23 kms 120 - (664 Kms 350)


     Il est pile 01h00 et j'ai le coeur prêt à tout rompre. Un nouvel orage vient de se lever et souffle dans tous les sens. le tonnerre est apocalyptique et me sort sans scrupule d'un sommeil profond en me mettant face aux turpitudes de la nature. je suis démuni, désarmé et ne peux que subir. certaines images d'évacuations de campings me reviennent et je n'en mène vraiment pas large. S'il m'arrivait malheur, le temps qu'on me débusque, l'hiver serait de retour à nos portes. Je m'attends à tout moment que la toile de tente s'arrache du sol bien que 'jaie d'oublé la pose des sardines. Chaque rafale qui m'épargne est pour moi une victoire que j'évite de laisser paraître afin de me faire oublier. Ne pas m'amener le mauvais oeil et je ne peux rien faire d'autre que patienter. Me calmer et me raisonner parce qu'en France, il n'y a ni typhon, ni cyclone. Quoi la tempête de 1999 ? Est-ce le moment de m'en parler et de réactiver ma poisse ?

     Je remballe dés qu'il fait jour sous un reste de gouttelettes et ne sais même plus si je suis à tordre, à éssorer ou à étendre. Encore une journée où il ne va pas falloir me prendre la tête parce que je ne pourrais pas résister bien longtemps avant le premier coup de boule...

     Je vous entend d'ici et vous êtes dans le vrai ; Ce n'est plus de mon âge. Il y a d'autres moyens de faire, ce à quoi je répondrai qu'il y a des jours où faire dans le social n'est pas ce qui est le plus éfficace, faites-moi confiance...

     Le premier café que je rencontre est fermé mais j'entends du bruit à l'intérieur. des tables et des chaises que l'on remue. certainement la serpillère que l'on passe dans la salle avant de faire chauffer le percolateur.
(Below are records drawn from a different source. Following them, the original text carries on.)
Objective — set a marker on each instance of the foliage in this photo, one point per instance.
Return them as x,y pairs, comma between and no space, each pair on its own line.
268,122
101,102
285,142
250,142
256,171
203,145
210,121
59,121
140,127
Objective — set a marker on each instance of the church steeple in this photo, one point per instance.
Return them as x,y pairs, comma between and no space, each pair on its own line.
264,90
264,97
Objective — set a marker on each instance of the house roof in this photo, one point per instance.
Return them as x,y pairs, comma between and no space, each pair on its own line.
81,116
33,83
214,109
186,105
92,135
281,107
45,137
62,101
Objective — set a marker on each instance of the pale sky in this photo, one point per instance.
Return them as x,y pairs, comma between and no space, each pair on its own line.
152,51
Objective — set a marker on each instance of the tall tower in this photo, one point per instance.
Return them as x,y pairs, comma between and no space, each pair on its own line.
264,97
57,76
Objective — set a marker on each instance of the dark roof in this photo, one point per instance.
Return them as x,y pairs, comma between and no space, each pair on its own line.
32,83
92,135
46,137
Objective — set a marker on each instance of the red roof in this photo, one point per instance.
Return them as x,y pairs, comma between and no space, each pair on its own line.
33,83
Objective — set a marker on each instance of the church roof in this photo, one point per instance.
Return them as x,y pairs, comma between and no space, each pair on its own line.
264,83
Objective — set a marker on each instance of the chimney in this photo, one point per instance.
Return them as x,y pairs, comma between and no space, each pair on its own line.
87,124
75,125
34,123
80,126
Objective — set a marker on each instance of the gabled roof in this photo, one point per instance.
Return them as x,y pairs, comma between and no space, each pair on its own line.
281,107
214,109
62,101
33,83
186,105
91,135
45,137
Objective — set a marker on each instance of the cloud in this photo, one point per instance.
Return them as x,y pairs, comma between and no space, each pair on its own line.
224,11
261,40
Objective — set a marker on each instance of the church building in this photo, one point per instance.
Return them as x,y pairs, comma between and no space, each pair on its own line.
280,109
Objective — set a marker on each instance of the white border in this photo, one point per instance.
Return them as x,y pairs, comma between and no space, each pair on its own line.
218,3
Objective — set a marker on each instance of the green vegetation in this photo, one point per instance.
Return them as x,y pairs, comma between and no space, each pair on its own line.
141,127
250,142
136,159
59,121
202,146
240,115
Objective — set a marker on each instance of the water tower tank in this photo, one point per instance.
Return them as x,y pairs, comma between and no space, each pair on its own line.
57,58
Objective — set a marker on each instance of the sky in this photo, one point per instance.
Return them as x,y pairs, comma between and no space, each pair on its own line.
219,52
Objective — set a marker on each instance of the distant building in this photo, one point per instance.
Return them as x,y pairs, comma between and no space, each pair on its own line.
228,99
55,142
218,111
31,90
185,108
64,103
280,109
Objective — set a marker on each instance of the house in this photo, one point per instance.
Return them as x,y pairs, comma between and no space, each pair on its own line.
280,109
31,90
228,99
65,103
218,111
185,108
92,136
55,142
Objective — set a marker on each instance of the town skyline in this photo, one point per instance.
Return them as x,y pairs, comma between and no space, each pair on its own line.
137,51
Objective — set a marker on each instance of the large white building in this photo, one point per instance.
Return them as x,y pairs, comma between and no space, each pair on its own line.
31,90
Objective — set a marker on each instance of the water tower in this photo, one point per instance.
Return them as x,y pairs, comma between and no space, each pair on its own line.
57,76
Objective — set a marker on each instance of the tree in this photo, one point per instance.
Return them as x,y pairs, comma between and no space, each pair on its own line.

L'attente avant l'ouverture ne peut être longue.

-2-

     J'y commande un double crème mais ce matin, je n'ai pas faim. J'ai la gorge cadenassé et je ne vois pas bien ce que je pourrais avaler, à part du liquide. De plus, j'ai à moitié la nausée. Peut-être mon dernier cigare qui ne passe pas.

     Je ne l'avais pas vu mais il y a une cliente qui ne cesse de me reluquer. Du coup, je ne fais aucunement semblant de l'ignorer et lève les yeux par-dessus les cartes routières que je consulte pour les planter dans son regard. Cela pourrait en refroidir mais elle non. Elle me sourit. Là, soit je ne tique pas et reviens à mes cartes, soit je lui rend la politesse. Je ne vais quand même pas faire encore mon bourrin. je la salue de la tête ce qui l'incite à venir à ma table et elle y dépose une corbeille contenant deux pains au chocolat.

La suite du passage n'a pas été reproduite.